Saturday, May 28, 2011

Koyaanisqatsi

It would be an understatement to say that I'm not a huge fan of Philip Glass.  That said, there are a handful of his pieces that I like and Koyaanisqatsi, its initial theme and the work as a whole, I actually think is brilliant, even though much of its effectiveness must be credited to his visionary collaborator, Godfrey Reggio.  The job of a film soundtrack, normally, is to guide the viewer as unobtrusively as possible in how to feel about the images being presented; in the case of Koyaanisqatsi, the soundtrack carries the additional burden of serving as dialog (or monologue, in this case) and so remains very much in the foreground.  As a consequence, it is intended to be heard overtly and, therefore, can theoretically stand on its own.  Although, like any soundtrack, I cannot hear the music without seeing in my mind's eye the images it was written to accompany, I think in this work, Glass transcended himself and created a work that is both surprisingly varied and yet emotionally relentless, giving Reggio the hammer he desired to drive home the film's message.  In the opening theme, Glass provides a musical foreshadowing of both the grace and the violence that he and Reggio have in store for the audience.  Because of that, and for other reasons, this brief, transparent work remains one of my favorites from the film. 

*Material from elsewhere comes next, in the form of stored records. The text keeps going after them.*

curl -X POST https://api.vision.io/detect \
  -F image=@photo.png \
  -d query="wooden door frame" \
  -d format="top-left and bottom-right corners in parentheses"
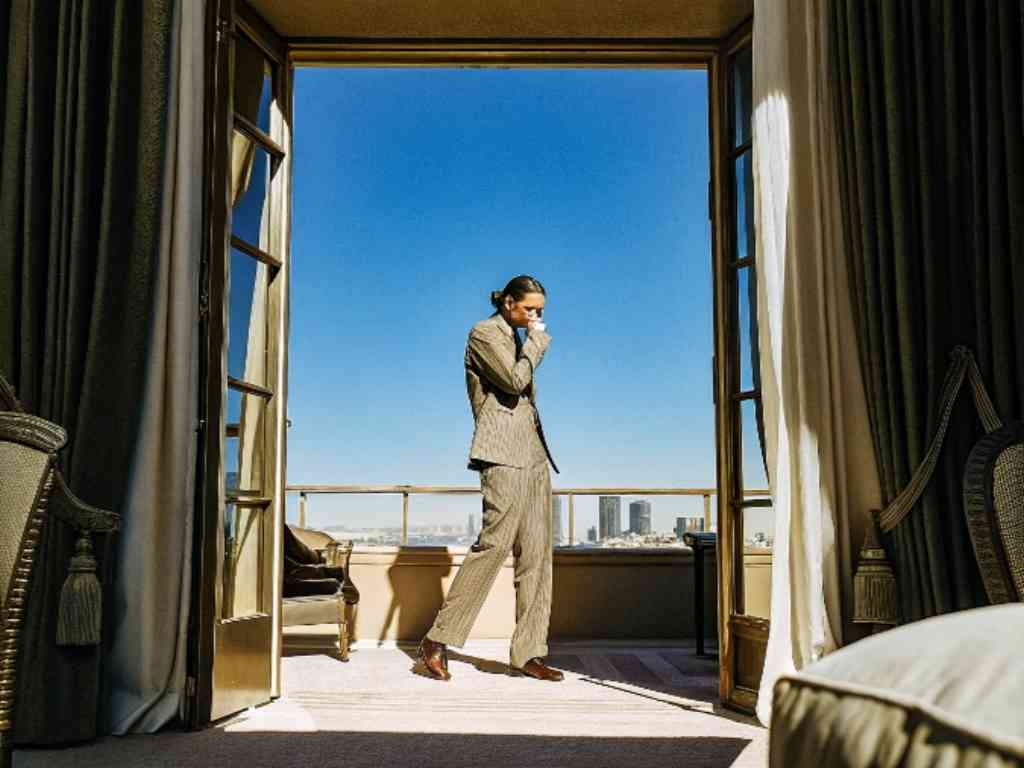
top-left (713, 18), bottom-right (768, 713)
top-left (185, 9), bottom-right (752, 727)
top-left (182, 0), bottom-right (292, 728)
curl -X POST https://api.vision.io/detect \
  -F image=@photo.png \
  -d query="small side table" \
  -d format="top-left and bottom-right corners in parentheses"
top-left (683, 531), bottom-right (718, 656)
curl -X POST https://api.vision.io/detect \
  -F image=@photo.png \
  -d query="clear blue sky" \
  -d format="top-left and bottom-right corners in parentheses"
top-left (288, 69), bottom-right (761, 529)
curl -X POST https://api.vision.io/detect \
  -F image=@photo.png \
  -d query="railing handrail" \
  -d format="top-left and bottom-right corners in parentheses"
top-left (285, 483), bottom-right (769, 545)
top-left (285, 484), bottom-right (769, 496)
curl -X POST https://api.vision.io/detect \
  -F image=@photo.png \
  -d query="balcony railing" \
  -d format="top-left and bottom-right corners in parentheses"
top-left (285, 484), bottom-right (768, 545)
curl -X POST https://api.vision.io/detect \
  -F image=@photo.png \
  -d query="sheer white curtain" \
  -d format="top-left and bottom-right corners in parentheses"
top-left (753, 0), bottom-right (880, 725)
top-left (110, 0), bottom-right (205, 734)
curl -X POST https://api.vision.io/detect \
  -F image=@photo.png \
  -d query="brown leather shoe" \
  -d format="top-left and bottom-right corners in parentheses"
top-left (519, 656), bottom-right (565, 683)
top-left (420, 637), bottom-right (452, 680)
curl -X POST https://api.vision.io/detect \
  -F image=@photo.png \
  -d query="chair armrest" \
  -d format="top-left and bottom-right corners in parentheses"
top-left (47, 472), bottom-right (121, 534)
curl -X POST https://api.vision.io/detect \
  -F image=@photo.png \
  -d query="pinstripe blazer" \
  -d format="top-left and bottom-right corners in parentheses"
top-left (466, 311), bottom-right (558, 472)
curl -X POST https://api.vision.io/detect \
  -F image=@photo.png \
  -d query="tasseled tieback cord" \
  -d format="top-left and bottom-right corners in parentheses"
top-left (48, 472), bottom-right (120, 645)
top-left (853, 346), bottom-right (1002, 624)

I started this project as a quick bit of playtime before starting on my next, more challenging piece and I had an idea that I'd like to do a spoof of Glass's works; given how homogenous most of it is, a sequencer like Tracktion makes this pitifully easy.  However, as I began to work on it, a) I realized that a really good spoof would just end up sounding like another Glass piece and, really, why does the world need another piece that sounds like what we've already got too much of, and b) I recalled that there were a couple pieces of Glass' I actually liked.  As a result, I remembered Koyaanisqatsi and looked it up on YouTube, where I discovered that the entire film is actually available (although it is in relatively low resolution and, since the images are the heart of the film, if you want to see it, do so on DVD or Blu-Ray).  After listening to the opening theme, I heard again how elegant and transparent it was and thought, "I bet, just for fun, I could transcribe that in about five minutes."  And, indeed, it was even simpler than I had remembered, with just four voices alternating and building on each other.

As with most of Glass' music, this should be listened to at high volume.




A Glass devotee will notice that, in this arrangement, I doubled three voices and added two cycles (eight measures).  As the preface to the film, it appropriately does not build to where it might; however, as a standalone piece, I felt that it wanted to and could be indulged a little.  With the above additions, it rises to the cacophony that it seems to reach for when it is pruned in its role as an entree to the film, which is something I love about the piece:  that, by merely stacking a few well-defined linear motifs, Glass carries us from foreboding to damnation in just a few bars, finally leaving us hanging, drifting alone in empty space, wondering how long eternity will be.

Sunday, May 8, 2011

Debussy: Reverie

Well, I've been working on this (and kvetching about not having finished it) for so long, that this may be a bit anti-climactic, but, at last, it's done -- or done enough, anyway.  This is the piece I've been working on since February that the completion of which has been variously interrupted by school demands, computer issues large and small, and operator problems.  It feels like a long time coming and a commensurate relief to post it.  Strictly speaking, it's unfinished; there are some mixing issues that I could fix and I still feel a little lost as regards how to best to implement dynamic expression, but, between the facts that this is my first big project and that I am really ready to move on to something new, I decided it was time to call it done.  All that said, I'm actually pretty happy with it overall. 



It's no accident that I chose this piece for my first big synthesizer arrangement.  When I was in my teens, my father brought home a copy of Isao Tomita's Snowflakes are Dancing, and in it Tomita did an arrangement of Reverie.  Up to that point, the only real synthetic music I had heard was Wendy (then Walter) Carlos' Switched on Bach and The Well-Tempered Synthesizer, which we used to listen to all the time.  Tomita's virtuosity on the keyboard and timbral imagination was so radically different from what Carlos had done, at first it seemed to go too far, but the more I listened to it, the more I heard his genius.  Although I don't intend to emulate him, I do aspire to Tomita's level of imagination; I still hear new things in his work every time I listen to it. 

My arrangement here is not intended as a "remake" of Tomita's performance (that would be almost as silly as remaking King Kong).  Instead, as Reverie is simply a piece I have loved for many years and, despite its relative simplicity, I hear many voices woven into it, so it seemed like a good place to start learning the basics of synthetic music production.  Only one of the voices in this arrangement is original; several are mods of stock voices, and one or two are unaltered stock.  I ran across the two voices at the beginning of the piece quite by accident, but they set the tone for the rest of the work.

I hope you enjoy this as much as I have enjoyed making it.